June 13, 2008

I have been working on adding Indic script support to the Tesseract OCR engine since the last 2 weeks or so. I have maintained a more or less detailed log of progress made so far at .

On Mr. Sankarshan’s advice, (who btw is mentoring me), i did start a developers account at Hence i will soon start using the hosting space @ properly, till my patches get accepted by Tesseract maintainers.

The key to the project was the maatraa clipping code. But for maatraa clipping to work, the page image must be absolutely straight, ie, there must be no skew. Hence i set out writing the code for finding the skew angle of a page, and then de-skewing it. I ultimately did manage something on my own, but the results are less than satisfying.

On Googling, i found that there many research papers on how to find skew angles of scanned images, but no code. Almost all use Hough transforms. I did not have the time or the patience to understand it in detail. Will do it later though. Hence i thought up an algorithm on my own, which is not that roust, but works for most images.

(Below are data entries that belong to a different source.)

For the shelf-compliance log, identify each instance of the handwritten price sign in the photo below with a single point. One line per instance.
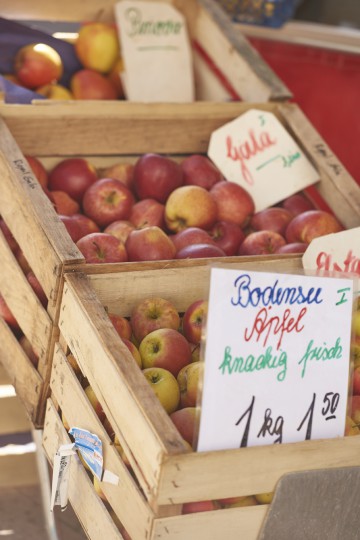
(258, 153)
(276, 359)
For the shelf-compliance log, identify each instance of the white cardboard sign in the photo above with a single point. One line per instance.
(258, 153)
(334, 252)
(156, 52)
(276, 359)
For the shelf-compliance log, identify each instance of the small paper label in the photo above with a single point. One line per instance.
(156, 52)
(257, 152)
(60, 479)
(338, 252)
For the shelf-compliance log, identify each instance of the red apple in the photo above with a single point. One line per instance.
(149, 244)
(199, 170)
(107, 200)
(89, 84)
(38, 169)
(156, 176)
(85, 224)
(13, 245)
(148, 212)
(185, 421)
(74, 176)
(36, 64)
(121, 325)
(233, 202)
(274, 218)
(37, 288)
(189, 236)
(311, 224)
(190, 206)
(297, 204)
(193, 320)
(188, 380)
(121, 229)
(72, 227)
(261, 243)
(227, 236)
(165, 386)
(293, 247)
(151, 314)
(199, 251)
(122, 171)
(64, 204)
(166, 348)
(101, 248)
(95, 402)
(7, 315)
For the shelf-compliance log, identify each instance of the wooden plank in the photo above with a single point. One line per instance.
(13, 418)
(126, 499)
(22, 374)
(18, 470)
(315, 504)
(232, 524)
(116, 379)
(90, 510)
(248, 471)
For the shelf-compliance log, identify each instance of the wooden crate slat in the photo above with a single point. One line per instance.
(116, 378)
(91, 512)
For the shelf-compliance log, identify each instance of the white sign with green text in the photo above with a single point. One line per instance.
(277, 358)
(156, 52)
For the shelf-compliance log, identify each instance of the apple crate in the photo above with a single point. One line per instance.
(44, 243)
(226, 66)
(165, 473)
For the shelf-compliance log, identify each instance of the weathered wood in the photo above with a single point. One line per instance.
(315, 504)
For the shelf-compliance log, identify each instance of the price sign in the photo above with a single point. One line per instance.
(258, 153)
(276, 359)
(156, 52)
(334, 252)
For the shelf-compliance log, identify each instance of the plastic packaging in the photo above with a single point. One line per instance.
(272, 13)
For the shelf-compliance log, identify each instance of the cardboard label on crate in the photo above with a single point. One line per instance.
(259, 154)
(339, 252)
(276, 359)
(156, 52)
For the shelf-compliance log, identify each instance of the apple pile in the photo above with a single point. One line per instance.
(39, 67)
(160, 209)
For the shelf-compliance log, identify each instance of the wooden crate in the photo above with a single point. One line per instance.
(165, 474)
(104, 135)
(47, 248)
(225, 63)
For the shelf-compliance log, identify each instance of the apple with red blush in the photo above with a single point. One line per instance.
(74, 176)
(190, 236)
(199, 170)
(233, 202)
(274, 218)
(102, 248)
(193, 320)
(261, 243)
(190, 206)
(311, 224)
(107, 200)
(121, 229)
(166, 348)
(227, 236)
(297, 204)
(200, 251)
(156, 176)
(151, 314)
(147, 213)
(149, 244)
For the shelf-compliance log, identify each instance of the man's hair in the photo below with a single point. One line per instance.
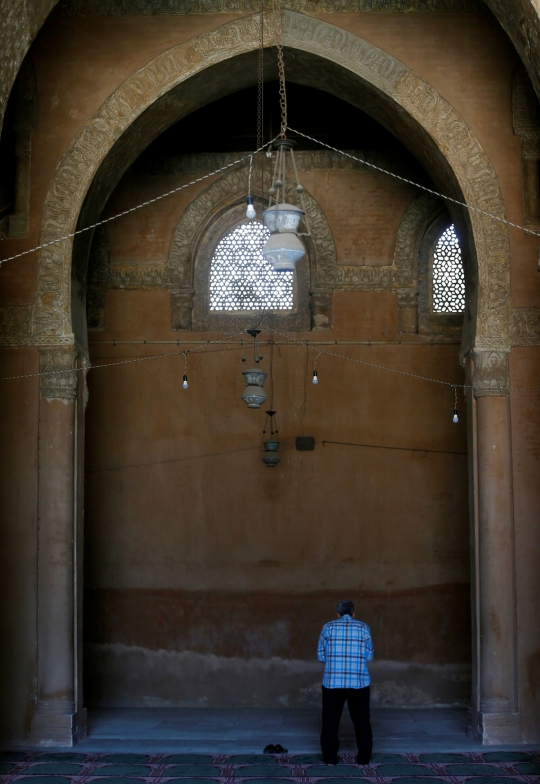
(345, 607)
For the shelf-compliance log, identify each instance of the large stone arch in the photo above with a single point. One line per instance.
(451, 135)
(457, 163)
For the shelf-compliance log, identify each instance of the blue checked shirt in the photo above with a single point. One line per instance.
(345, 647)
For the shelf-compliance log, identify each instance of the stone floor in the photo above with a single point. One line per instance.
(490, 767)
(247, 730)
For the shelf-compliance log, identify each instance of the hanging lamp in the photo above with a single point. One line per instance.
(283, 249)
(271, 445)
(254, 394)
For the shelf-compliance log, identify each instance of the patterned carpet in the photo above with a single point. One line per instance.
(494, 767)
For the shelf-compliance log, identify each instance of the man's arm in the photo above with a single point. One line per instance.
(369, 645)
(321, 648)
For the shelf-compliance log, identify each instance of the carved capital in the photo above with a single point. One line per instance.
(59, 374)
(491, 375)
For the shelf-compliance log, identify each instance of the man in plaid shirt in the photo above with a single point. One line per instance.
(345, 647)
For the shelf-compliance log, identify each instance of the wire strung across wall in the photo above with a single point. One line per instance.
(245, 159)
(288, 341)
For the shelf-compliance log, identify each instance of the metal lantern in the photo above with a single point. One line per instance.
(271, 445)
(254, 394)
(283, 217)
(283, 251)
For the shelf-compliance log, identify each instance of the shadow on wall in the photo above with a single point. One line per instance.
(179, 648)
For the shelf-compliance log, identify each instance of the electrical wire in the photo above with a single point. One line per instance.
(243, 159)
(289, 340)
(417, 185)
(247, 157)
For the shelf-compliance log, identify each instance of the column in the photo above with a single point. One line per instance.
(56, 721)
(497, 712)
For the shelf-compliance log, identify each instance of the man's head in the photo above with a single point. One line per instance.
(345, 608)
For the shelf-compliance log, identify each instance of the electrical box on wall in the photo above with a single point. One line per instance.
(305, 443)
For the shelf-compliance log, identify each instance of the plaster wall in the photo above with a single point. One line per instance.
(209, 575)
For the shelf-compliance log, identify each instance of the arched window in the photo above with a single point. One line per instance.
(242, 279)
(448, 276)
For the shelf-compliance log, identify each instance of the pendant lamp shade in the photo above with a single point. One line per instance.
(283, 251)
(283, 217)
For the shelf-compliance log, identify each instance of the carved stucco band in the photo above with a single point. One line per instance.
(59, 377)
(166, 8)
(491, 372)
(454, 138)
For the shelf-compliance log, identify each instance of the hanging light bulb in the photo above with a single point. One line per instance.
(250, 211)
(185, 384)
(455, 418)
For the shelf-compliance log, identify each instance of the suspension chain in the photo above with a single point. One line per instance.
(281, 69)
(260, 81)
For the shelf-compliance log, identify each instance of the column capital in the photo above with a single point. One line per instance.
(491, 377)
(59, 375)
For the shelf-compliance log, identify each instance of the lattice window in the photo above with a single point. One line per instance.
(448, 276)
(242, 279)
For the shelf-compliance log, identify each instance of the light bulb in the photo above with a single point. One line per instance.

The de-skewing part was relatively easier. I had originally imagined just the opposite though.

Well, it was tough, but had fun. Will have to study/understand/implement Hough transforms for this as well as de-italicising the image later. For now, will live with this and will assume that the images are not skewed and will proceed to train the engine with Bengali fonts. This step will finally make it usable.

Will now go ahead and update the details.



    I simply went through the hacker documentation of the tesseract. It appears like there is a deskewing code already. I haven’t tried it, but just check how it works also.